SBIR 95-1 SOLICITATION
A SELF REGENERATING ELECTROCHEMICALLY-DRIVEN ION-EXCHANGE PROCESS
Successful long term operation of a closed regenerative life support system requires on-
board recovery and reuse of aqueous waste streams. Recovery and reuse must be
accomplished without reliance on on-board expendable chemical and hardware components.
One essential step in the recovery of potable water is treatment to remove dissolved ions.
Removal of dissolved ions is usually accomplished by ion-exchange processes, where ions
are absorbed onto an insoluble solid material and replaced by an equivalent quantity of
another ion. Ion-exchange is inherently a batch process. Ion-exchange resin beds have a
finite capacity to absorb ions before service must be interrupted to regenerate the beds.
Regeneration of the beds is a complex procedure with the major disadvantage of requiring
chemical reagents as a consumable. This proposal concerns the development of a self
regenerating electrochemically driven ion-exchange process. The method is able to treat all
types of effluent streams in a life support system, including bioreactor effluents, and there
are no requirements for expendable treatment chemicals. The proposed technology will lead
to an exciting new commercial product for terrestrial applications because the method can
be used in a continuous mode. Continuous ion-exchange processes are much sought after
by many sectors of the water treatment industry.

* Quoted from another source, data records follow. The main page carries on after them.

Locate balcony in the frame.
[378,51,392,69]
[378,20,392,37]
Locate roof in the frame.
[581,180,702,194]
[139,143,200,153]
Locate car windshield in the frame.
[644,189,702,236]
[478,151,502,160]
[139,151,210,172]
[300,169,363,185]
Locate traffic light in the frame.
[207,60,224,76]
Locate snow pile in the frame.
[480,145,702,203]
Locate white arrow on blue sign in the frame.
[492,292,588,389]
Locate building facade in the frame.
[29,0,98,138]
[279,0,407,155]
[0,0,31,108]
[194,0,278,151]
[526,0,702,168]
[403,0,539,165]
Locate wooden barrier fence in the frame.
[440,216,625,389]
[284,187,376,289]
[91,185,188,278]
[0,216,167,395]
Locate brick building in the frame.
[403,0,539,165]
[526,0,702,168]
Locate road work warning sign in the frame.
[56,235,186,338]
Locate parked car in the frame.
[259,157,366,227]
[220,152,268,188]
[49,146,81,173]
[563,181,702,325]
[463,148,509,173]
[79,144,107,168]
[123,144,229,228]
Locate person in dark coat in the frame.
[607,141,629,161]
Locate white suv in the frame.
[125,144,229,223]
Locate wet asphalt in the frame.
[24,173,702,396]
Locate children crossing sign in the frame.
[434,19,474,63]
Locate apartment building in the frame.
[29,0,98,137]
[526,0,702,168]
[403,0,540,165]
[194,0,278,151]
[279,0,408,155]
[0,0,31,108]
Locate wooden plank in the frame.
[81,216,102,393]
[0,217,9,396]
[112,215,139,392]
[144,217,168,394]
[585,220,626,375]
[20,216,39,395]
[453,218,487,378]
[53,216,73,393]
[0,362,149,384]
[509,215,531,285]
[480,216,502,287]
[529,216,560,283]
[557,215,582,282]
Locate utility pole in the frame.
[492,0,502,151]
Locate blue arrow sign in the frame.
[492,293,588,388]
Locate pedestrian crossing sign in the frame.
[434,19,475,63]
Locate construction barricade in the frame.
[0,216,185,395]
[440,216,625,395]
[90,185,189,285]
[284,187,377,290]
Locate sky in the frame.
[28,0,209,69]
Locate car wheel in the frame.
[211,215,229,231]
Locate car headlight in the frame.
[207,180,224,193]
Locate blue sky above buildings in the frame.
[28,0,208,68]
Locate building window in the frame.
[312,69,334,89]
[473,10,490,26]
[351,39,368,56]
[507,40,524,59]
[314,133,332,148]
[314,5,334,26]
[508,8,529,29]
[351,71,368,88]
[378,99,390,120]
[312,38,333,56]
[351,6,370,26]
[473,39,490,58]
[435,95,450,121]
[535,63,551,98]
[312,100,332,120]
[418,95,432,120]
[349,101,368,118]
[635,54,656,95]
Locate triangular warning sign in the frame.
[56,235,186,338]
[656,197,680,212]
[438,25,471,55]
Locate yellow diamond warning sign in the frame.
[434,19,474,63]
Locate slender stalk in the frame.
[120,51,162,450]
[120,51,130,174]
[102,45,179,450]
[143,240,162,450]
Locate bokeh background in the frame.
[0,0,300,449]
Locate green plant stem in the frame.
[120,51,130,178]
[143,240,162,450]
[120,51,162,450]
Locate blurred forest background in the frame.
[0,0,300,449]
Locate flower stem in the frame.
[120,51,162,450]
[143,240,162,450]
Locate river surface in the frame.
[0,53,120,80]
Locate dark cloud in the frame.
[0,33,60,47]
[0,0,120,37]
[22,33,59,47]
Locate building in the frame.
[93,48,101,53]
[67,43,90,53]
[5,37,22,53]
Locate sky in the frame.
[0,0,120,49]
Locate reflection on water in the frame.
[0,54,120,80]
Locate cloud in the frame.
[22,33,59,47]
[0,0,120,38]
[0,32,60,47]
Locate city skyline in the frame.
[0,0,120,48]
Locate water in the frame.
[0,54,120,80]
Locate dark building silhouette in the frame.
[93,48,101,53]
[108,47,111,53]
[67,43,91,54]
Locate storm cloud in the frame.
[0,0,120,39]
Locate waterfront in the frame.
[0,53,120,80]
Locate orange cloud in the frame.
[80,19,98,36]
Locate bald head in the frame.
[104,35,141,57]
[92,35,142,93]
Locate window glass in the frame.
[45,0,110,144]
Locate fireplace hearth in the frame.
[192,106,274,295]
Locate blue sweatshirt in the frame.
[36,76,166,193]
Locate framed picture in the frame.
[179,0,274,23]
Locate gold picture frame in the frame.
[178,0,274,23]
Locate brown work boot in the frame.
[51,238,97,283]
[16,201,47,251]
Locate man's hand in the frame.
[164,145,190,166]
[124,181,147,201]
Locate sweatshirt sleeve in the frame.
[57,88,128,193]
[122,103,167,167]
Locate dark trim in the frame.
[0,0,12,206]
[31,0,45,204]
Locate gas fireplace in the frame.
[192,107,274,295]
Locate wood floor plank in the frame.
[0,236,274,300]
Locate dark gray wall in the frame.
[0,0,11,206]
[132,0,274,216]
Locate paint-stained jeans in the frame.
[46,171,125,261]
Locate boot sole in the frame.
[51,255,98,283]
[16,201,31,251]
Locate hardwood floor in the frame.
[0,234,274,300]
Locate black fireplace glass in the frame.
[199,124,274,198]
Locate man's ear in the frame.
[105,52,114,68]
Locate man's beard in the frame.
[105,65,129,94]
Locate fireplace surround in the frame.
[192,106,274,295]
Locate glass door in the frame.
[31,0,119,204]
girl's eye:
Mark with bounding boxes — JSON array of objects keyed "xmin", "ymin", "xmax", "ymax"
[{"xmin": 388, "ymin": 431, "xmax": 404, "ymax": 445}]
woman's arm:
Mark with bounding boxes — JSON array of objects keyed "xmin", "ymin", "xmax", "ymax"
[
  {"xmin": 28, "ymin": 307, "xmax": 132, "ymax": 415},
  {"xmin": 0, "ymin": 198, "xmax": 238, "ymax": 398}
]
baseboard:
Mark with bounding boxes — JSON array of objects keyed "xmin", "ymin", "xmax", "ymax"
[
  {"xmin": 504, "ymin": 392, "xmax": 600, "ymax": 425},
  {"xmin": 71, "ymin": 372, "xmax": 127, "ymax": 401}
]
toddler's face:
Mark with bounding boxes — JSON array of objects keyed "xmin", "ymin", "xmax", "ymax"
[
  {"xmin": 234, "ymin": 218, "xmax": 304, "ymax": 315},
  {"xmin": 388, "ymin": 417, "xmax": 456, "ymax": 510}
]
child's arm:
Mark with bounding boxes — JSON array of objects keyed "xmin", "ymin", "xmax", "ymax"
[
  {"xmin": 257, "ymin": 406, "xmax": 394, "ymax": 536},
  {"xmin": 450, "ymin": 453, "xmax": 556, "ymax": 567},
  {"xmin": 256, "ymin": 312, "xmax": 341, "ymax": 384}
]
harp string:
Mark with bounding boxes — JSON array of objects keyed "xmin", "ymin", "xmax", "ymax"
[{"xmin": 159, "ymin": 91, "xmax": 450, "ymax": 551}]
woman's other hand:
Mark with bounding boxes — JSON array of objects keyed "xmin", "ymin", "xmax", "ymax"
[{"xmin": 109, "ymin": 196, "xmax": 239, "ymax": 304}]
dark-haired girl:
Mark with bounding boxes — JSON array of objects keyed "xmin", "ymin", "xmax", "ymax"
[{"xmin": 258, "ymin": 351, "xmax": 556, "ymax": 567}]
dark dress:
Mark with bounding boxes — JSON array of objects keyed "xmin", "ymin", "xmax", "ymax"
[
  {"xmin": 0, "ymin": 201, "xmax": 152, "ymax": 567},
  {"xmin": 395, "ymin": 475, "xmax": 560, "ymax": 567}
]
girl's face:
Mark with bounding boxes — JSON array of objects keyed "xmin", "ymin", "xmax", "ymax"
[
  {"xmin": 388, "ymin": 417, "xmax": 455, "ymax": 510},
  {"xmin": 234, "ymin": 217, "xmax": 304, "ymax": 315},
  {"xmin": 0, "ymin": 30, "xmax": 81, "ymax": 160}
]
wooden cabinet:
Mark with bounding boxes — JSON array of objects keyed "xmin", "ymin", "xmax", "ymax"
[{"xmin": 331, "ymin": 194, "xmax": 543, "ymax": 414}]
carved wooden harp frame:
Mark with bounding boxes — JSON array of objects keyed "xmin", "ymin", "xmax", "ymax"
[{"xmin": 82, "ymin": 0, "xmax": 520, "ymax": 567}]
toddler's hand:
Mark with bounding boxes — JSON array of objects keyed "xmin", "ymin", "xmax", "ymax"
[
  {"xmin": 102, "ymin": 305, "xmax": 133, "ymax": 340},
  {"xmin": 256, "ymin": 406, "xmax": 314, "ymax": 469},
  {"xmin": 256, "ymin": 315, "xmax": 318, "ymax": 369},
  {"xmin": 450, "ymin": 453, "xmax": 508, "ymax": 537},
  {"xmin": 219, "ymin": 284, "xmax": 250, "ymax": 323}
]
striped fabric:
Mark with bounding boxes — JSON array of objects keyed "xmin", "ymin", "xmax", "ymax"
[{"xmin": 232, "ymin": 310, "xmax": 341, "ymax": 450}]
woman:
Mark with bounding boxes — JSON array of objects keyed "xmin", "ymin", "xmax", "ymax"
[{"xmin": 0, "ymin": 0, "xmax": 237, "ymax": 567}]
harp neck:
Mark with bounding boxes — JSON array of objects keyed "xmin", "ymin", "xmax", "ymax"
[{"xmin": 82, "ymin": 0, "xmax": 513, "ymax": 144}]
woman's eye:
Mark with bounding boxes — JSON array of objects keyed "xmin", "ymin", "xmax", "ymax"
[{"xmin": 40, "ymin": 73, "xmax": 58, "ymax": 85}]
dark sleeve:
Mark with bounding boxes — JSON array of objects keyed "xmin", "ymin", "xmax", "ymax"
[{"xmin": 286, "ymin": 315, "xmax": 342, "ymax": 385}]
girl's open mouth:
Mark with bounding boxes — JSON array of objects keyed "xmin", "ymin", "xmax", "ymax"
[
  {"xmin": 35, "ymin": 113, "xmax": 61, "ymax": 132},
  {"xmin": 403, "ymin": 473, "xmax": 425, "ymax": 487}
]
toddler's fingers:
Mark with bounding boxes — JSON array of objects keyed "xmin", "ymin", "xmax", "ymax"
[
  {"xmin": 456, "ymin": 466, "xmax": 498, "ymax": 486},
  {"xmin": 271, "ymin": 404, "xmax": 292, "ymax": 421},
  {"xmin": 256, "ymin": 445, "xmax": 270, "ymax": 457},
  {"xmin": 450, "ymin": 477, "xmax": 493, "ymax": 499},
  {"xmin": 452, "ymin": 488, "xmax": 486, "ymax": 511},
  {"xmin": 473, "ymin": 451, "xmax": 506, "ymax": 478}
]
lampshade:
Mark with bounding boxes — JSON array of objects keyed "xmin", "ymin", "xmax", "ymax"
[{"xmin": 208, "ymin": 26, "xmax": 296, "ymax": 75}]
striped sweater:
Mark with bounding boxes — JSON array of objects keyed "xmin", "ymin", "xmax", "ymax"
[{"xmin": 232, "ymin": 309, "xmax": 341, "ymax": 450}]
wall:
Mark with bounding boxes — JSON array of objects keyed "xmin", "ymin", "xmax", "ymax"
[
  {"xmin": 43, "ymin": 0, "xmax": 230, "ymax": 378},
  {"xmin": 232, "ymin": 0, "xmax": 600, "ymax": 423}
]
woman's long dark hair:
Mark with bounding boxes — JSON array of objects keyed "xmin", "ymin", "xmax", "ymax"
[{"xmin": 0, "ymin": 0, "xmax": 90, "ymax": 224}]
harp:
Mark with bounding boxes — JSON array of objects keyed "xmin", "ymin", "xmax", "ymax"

Potential Commercial Applications:
The anticipated result of this project is the development of a versatile process for the
separation and recovery of dissolved ions from water. The method will have wide-ranging
commercial applications including: potable water treatment, the preparation of high purity
water for the pharmaceutical and electronics industry; and, for the removal of toxic heavy
metals from industrial effluents (e.g., from metal plating shops).
Name and Address of Offeror:
7610 Eastmark Drive, Suite 105
College Station, Texas 77840
Small Business Innovation Research Program (SBIR) &
Small Business Technology Transfer Program (STTR) Programs
Electronic Management System (EMS)
National Aeronautics and Space Administration (NASA)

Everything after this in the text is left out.